6. Configure Both Lease Layers

The Bedrock lease protects job delivery. The Squidie heartbeat protects the workflow attempt claimed by execute_next/1:

config :my_app, MyApp.Jobs.SquidiePayload,
journal_heartbeat_interval_ms: 10_000,
max_journal_attempts: 50

Do not enqueue one Bedrock job per workflow step, and do not model workflow step retries as Bedrock job retries. A normal step failure, retry, or terminal run is durable Squidie state returned by Squidie.execute_next/1.

Treat {:ok, snapshot} from execute_next/1 as successful host-worker progress even when the snapshot describes a failed workflow run. Return {:error, reason} to Bedrock only when payload delivery or the host drain itself failed and should be redelivered.

For the concrete setup, see Bedrock Lease Backend Setup and the Bedrock Minimal Host App.

Workflows

Workflows are Elixir modules. A trigger declares the entrypoint and validates the payload before the run is persisted.

Steps declare their inputs, outputs, retry policy, and compensation behavior. Transitions wire them together.

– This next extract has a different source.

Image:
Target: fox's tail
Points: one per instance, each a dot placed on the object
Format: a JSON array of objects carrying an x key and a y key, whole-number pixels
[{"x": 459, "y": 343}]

This workflow demonstrates manual gates, approval flows, conditional routing, retries, saga compensation, and irreversible steps:

defmodule MiddleEarth.Workflows.RingErrand do
use Squidie.Workflow
workflow do
trigger :leave_shire do
manual()
payload do
field :bearer, :string, default: "Frodo"
field :ring_id, :string
field :route_preference, :string, default: "moria"
end
end
step :pack_provisions, Hobbiton.Steps.PackProvisions,
output: :provisions
step :hide_at_prancing_pony, :pause
approval_step :council_vote,
output: :council,
deadline: [within: 300_000, due_soon: 60_000, escalation: :operator_action]
step :choose_path, Rivendell.Steps.ChoosePath,
input: [bearer: [:bearer], decision: [:council, :decision]],
output: :route
step :cross_moria, Fellowship.Steps.CrossMoria,
input: [:bearer, :provisions, :route],
retry: [max_attempts: 3, backoff: [type: :exponential]],
deadline: [within: 30_000, due_soon: 5_000, escalation: :diagnostic]
step :reserve_eagle, Eagles.Steps.ReserveRide,
compensate: Eagles.Steps.CancelRide
step :toss_ring, Mordor.Steps.TossRing,
irreversible: true
transition :pack_provisions, on: :ok, to: :hide_at_prancing_pony
transition :hide_at_prancing_pony, on: :ok, to: :council_vote
transition :council_vote, on: :ok, to: :choose_path
transition :choose_path, on: :ok, to: :cross_moria
transition :cross_moria, on: :ok, to: :reserve_eagle
transition :cross_moria, on: :error, to: :complete, recovery: :undo
transition :reserve_eagle, on: :ok, to: :toss_ring
transition :toss_ring, on: :ok, to: :complete
end
end

Steps and approvals can declare diagnostic deadlines with deadline: [...]. Squidie persists the due timestamps in runnable and manual-control facts and surfaces evaluated states such as :on_time, :due_soon, :overdue, and :escalated through list_runs/2, inspect_run/2, inspect_run_graph/2, and explain_run/2. Alert delivery, paging, and operator escalation remain host-owned; the runtime only records durable deadline evidence and safe next actions.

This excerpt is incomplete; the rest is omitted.